We present evidence that reinforces the previously published hypothesis on the origin of type II system (12). First, it is shown that type II-B systems evolved by recombination between Cas9 and a type I CRISPR-Cas locus. Second, we describe the homology between Cas9 and transposon-encoded-predicted nucleases. Conceivably, transposons were the original source of the nuclease moieties of Cas9, and the mobility of these elements would have greatly facilitated recombination. Although there are some mechanistic similarities of the interference processes between type I and type II CRISPR-Cas systems, the N- and C-terminal inserts in the recently determined structures of Cas9 do not show any structural similarity with subunits of Cascade complexes or any other proteins. Therefore, the currently available Cas9 structures do not directly contribute to deciphering the origin of Cas9 beyond the two nuclease domains. In that regard, the structure of type II-B Cas9, which is the largest protein in the family and, as shown here, belongs to the system in which other components most likely originated from type I CRISPR-Cas, could be informative. Of further interest will be structures of distant homologs of Cas9 which are encoded outside CRISPR-Cas loci.

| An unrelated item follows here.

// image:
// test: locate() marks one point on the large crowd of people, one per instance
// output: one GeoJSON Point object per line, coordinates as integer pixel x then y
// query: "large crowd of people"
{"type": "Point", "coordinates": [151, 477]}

The evolutionary and functional plasticity of type II CRISPR-Cas systems is further demonstrated by the apparent acquisition of the dual-RNA-guided RNA interfering enzyme function by the Cas9 protein of Francisella (39). This transition would be accompanied by the recruitment of the transcript of a degraded array of CRISPR repeat–spacer to tracrRNA as a novel guide dual-RNA. The contribution of this derived type II system to the pathogenicity of Francisella and the involvement of type II CRISPR-Cas in the virulence of C. jejuni (40), N. meningitidis (39) and L. pneumophila (41), taken together with the significant enrichment of type II systems among pathogens and commensals, suggest that rewiring of this system for functions distinct from antivirus defence is a general evolutionary trend. The potential involvement in the regulation of bacterial pathogenicity is another important incentive for detailed study of type II CRISPR-Cas systems.
SUPPLEMENTARY DATA
Supplementary Data are available at NAR Online.
Acknowledgments
K.C. was a fellow of the Austrian Doctoral Program in RNA Biology.
FUNDING
US Department of Health and Human Services (tothe National Library of Medicine) [K.S.M., E.V.K.]; Swedish Research Council [K2010-57X-21436-01-3, K2013-57X-21436-04-3, 621-2011-5752-LiMS to E.C.]; Kempe Foundation [#SMK-1136.1]; Umeå University [Dnr: 223-2728-10, Dnr: 223-2836-10, Dnr: 223-2989-10 to E.C.]; Laboratory for Molecular Infection Medicine Sweden, the Umeå Centre for Microbial Research, the Helmholtz Association and the Alexander von Humboldt Foundation, Federal Ministry of Education and Research [E.C.]. Funding for open access charge: US Department of Health and Human Services (to the National Library of Medicine); Swedish Research Council [K2010-57X-21436-01-3, K2013-57X-21436-04-3, 621-2011-5752-LiMS]; Kempe Foundation; Umeå University [Dnr: 223-2728-10, Dnr: 223-2836-10, Dnr: 223-2989-10].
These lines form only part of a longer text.